Kürt coğrafyasının bin yıllardır baskı ve sömürü altında olduğunu ifade eden Milletvekilleri, mektuplarında,
Kürtlerin bir araya gelmemesi için geliştirilen politikalara da dikkat çekti. Mektupta, “Kürdistan’ın bir yerinde atılan çığlık, tüm Kürtlerin kalbinde yankılandı. Halepçe’de, Roboski’de atılan çığlık, bugün hala Erbil’in, Süleymaniye’nin Diyarbakır’ın, Kirmanşah’ın, Kobani’nin yüreğini yakmaya devam ediyor. Çünkü aramıza sınırlar çizilmiş olsa da yüreğimiz, dilimiz, kültürümüz ve mücadelemiz hep tek parçaydı” denildi.
‘Düşmanlık tohumları ekilmek isteniyor’
9 aydır ambargo altında bulunan Maxmur Mülteci Kampı’na yönelik bombardımanda 3 Kürt kadının katledildiği hatırlatılan mektupta, “Tüm dünyanın amansız bir salgına kilitlendiği, insani çağrıların arttığı bir dönemde, Kürtlere dönük saldırılar devam etmekte ve Kürtler arasına düşmanlık tohumları ekilmek istenmektedir. Kürtleri, kendi coğrafyalarında nefes alamaz duruma getirmek için her türlü kirli planı devreye koyanlar, Kürtler öldükçe sevinmekte, Kürtlerin kardeş kavgasına tutuşma ihtimali arttıkça, kirli ellerini daha çok ovuşturmaktadır” ifadelerine yer verildi.
‘Birakujî’ye hayır diyelim’
Mektubun devamında şu ifadelere yer verildi: “Biz Türkiye Parlamentosu’ndaki Kürt kadın milletvekilleri olarak, bu gidişin karşısındayız. ‘Birakujî’nin (kardeş katliamı) tarihimizde bizlere neler kaybettirdiği açıkken, yeniden bir kardeş kavgasına karşı tavrımızı ortaya koyuyoruz. Kürt coğrafyasında egemenlerin söz sahibi olduğu, oyunlar kurduğu zamanlar artık geride kalmıştır. Harlanmak istenen ‘Birakujî’ye, kardeş kavgasına karşı, on yıllardır mücadele ederek karşı duran sizlere, Kürdistan Parlamentosu’ndaki bütün Kürt kadınlara çağrı yapıyoruz. Parti, bölge, siyaset ayrımı yapmadan Kürt kimliğimiz ve kadın kimliğimizle, acılarımızda ve mücadelelerimizle birleştik. Şimdi bir kez daha acılarımızı ortaklaştırma ve birliğimizi güçlendirme zamanıdır.
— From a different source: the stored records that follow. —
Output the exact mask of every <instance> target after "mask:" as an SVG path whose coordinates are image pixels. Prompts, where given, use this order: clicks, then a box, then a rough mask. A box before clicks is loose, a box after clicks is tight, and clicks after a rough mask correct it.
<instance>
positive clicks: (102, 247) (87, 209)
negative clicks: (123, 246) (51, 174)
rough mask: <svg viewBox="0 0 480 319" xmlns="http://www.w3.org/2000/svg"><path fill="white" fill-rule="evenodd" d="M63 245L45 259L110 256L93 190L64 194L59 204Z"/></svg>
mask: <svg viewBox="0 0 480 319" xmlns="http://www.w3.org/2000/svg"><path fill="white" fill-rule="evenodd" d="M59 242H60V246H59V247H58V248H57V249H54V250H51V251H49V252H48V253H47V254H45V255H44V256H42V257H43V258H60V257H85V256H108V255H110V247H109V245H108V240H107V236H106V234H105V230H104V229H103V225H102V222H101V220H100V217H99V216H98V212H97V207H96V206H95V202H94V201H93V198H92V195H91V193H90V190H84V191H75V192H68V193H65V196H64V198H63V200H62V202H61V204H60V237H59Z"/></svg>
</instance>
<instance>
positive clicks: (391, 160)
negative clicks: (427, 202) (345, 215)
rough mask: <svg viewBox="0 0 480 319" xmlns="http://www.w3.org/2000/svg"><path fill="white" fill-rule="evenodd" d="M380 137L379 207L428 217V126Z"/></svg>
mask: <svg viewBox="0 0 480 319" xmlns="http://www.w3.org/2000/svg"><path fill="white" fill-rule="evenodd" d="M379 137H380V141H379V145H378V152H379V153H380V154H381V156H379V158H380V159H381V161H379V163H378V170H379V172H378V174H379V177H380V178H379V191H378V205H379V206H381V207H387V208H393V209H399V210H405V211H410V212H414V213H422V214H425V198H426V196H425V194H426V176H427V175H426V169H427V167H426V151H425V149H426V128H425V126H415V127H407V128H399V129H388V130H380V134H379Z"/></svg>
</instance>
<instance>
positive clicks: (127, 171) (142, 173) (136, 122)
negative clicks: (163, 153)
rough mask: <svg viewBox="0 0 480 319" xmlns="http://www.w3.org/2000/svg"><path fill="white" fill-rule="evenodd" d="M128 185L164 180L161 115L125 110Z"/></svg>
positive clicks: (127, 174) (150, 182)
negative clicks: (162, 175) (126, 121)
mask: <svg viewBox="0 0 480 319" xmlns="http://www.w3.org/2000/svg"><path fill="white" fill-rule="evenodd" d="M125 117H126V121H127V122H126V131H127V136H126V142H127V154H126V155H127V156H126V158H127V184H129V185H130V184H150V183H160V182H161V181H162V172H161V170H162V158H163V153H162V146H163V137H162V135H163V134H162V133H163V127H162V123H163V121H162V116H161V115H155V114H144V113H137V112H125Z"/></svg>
Dünya koronavirüs salgınına kilitlenmişken, Kürt düşmanlıklarından vazgeçmeyenlere karşı Kürdistan halkını her türlü virüsten korumak durumundayız. Kürt kadınlarının söz birliği, Kürtler arası birliğin temelidir. Savaşlardan en çok etkilenenler olarak savaşa özellikle de kardeşler arası savaşa, ‘Birakujî’ye yüksek sesle hayır diyelim.”